New bacterial tool improves drug production in bacterial cells

The prescription humans use to manage high blood pressure, discomfort, or memory loss may one day originate from modified bacteria, cultivated in a vat like a yogurt, offering more inexpensive, sustainable drug options than people now have. And sooner than previously anticipated, the process of boosting drug manufacture in bacterial cells may be possible owing to a new bacterial tool created by researchers at The University of Texas at Austin.

New bacterial tool improves drug production in bacterial cells
3D illustration of E. coli bacteria. Scientists used these bacteria to create a biosensor that could speed up drug development. Image Credit: University of Texas at Austin.

Researchers have been looking for solutions to reduce the cost and environmental impact of pharmaceutical manufacturers’ present procedures, many of which rely on either plant crops or petroleum, for decades. The use of bacteria has been recommended as a suitable organic alternative, but it is challenging and time-consuming to find and optimize the synthesis of therapeutic molecules, taking months at a time.

The UT Austin team describes a biosensor system built from E. coli bacteria in a new publication published in Nature Chemical Biology. This system can be modified to detect various medicinal chemicals precisely and in a matter of hours.

We’re figuring out how to give bacteria ‘senses,’ similar to olfactory receptors or taste receptors, and use them for detection of the various compounds they might make.”
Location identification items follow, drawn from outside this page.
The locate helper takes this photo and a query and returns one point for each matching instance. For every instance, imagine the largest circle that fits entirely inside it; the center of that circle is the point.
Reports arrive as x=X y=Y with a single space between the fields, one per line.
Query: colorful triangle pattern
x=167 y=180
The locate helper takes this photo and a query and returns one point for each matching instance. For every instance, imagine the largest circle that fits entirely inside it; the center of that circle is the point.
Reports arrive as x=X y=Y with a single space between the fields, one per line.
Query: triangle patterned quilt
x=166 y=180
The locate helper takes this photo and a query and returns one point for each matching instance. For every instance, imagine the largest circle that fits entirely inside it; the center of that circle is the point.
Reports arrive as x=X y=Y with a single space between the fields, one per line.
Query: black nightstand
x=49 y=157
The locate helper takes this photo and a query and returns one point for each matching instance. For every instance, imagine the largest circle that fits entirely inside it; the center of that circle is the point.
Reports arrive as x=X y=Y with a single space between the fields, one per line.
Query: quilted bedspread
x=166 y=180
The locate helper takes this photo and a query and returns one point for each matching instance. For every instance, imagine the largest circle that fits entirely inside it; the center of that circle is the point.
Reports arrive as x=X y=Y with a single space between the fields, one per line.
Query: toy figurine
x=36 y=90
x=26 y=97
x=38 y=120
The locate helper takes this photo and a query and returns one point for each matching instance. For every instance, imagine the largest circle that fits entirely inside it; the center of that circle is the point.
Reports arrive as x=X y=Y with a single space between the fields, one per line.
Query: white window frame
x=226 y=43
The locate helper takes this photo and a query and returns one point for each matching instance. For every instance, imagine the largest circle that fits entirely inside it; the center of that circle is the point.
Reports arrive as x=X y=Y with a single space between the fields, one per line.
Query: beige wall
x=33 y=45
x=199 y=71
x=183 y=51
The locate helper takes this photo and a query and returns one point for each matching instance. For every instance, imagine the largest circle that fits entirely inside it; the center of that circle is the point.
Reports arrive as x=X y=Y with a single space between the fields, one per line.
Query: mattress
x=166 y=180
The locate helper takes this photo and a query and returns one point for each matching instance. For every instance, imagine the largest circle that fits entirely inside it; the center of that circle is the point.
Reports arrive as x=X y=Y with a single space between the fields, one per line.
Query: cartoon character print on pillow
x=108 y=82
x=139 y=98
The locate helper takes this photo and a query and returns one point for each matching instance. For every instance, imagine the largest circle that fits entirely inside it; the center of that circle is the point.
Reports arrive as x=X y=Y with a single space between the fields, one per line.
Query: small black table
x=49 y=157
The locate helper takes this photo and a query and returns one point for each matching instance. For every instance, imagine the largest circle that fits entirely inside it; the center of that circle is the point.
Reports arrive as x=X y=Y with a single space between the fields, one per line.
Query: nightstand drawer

Andrew Ellington, Study Corresponding Author and Professor, Molecular Biosciences, University of Texas Austin

Many of the medicines people use are formulated with plant-based components (think, for example, morphine, the narcotic painkiller that origins from poppies, or galantamine, a drug treatment for dementia that origins from daffodils). These plants require water and land to cultivate the crops, making the drug extraction process difficult and resource-intensive. Supply chains are susceptible to interruption.

Additionally, drought, fire, and floods may all harm crops. Synthetic chemistry used to create comparable medicinal components has its own set of issues because it depends on wasteful petroleum and petroleum-based goods.

Here is a simple, cost-effective, and sustainable replacement: bacteria. It is simple to alter bacteria’s genetic code so that they may be used as drug manufacturing plants. The biological systems of the bacteria are used in a procedure known as biosynthesis to manufacture certain chemicals as a byproduct of cellular activity. And microorganisms have a rapid rate of replication. They only need sugar to do the task.

Until recently, however, there has not been a straightforward way for manufacturers to compare several strains of altered bacteria to determine which ones can produce a particular medication in large enough numbers for commercial use. With present technology, it can take weeks or months to accurately analyze the hundreds of modified strains that are on route to a good producer, but the new biosensors can do it in just one day.

There are currently no biosensors for most plant metabolites. With this technique, it should be possible to create biosensors for a wide range of medicines.”

Simon d’Oelsnitz, Study First Author and Research Scientist, Department of Molecular Biosciences, University of Texas Austin

The biosensors created by d’Oelsnitz, Ellington, and coworkers quickly and precisely estimate how much of a certain chemical a particular bacterial strain is generating. The group created biosensors for a number of popular drugs, including vasodilators and cough suppressants, which are used to alleviate muscular spasms.

Wantae Kim and Yan Jessie Zhang, X-ray crystallographers, captured molecular images of the biosensors to demonstrate how strongly they bind to their companion medication. The medication glows when the biosensor picks it up.

The scientists also built their own bacteria to generate a substance that can be found in a number of FDA-approved pharmaceuticals while using biosensors to monitor product production, thus demonstrating how the industry may swiftly embrace biosensors to optimize chemical manufacturing.

While this is not the first biosensor, this technique allows them to be developed faster and more efficiently. In turn, that opens the door to more medicines being produced using biosynthesis.”

Simon d’Oelsnitz, Study First Author and Research Scientist, Department of Molecular Biosciences, University of Texas Austin

Source:
Journal reference:

d’Oelsnitz, S., et al. (2022) Using fungible biosensors to evolve improved alkaloid biosynthesis. Nature Chemical Biology. doi.org/10.1038/s41589-022-01072-w.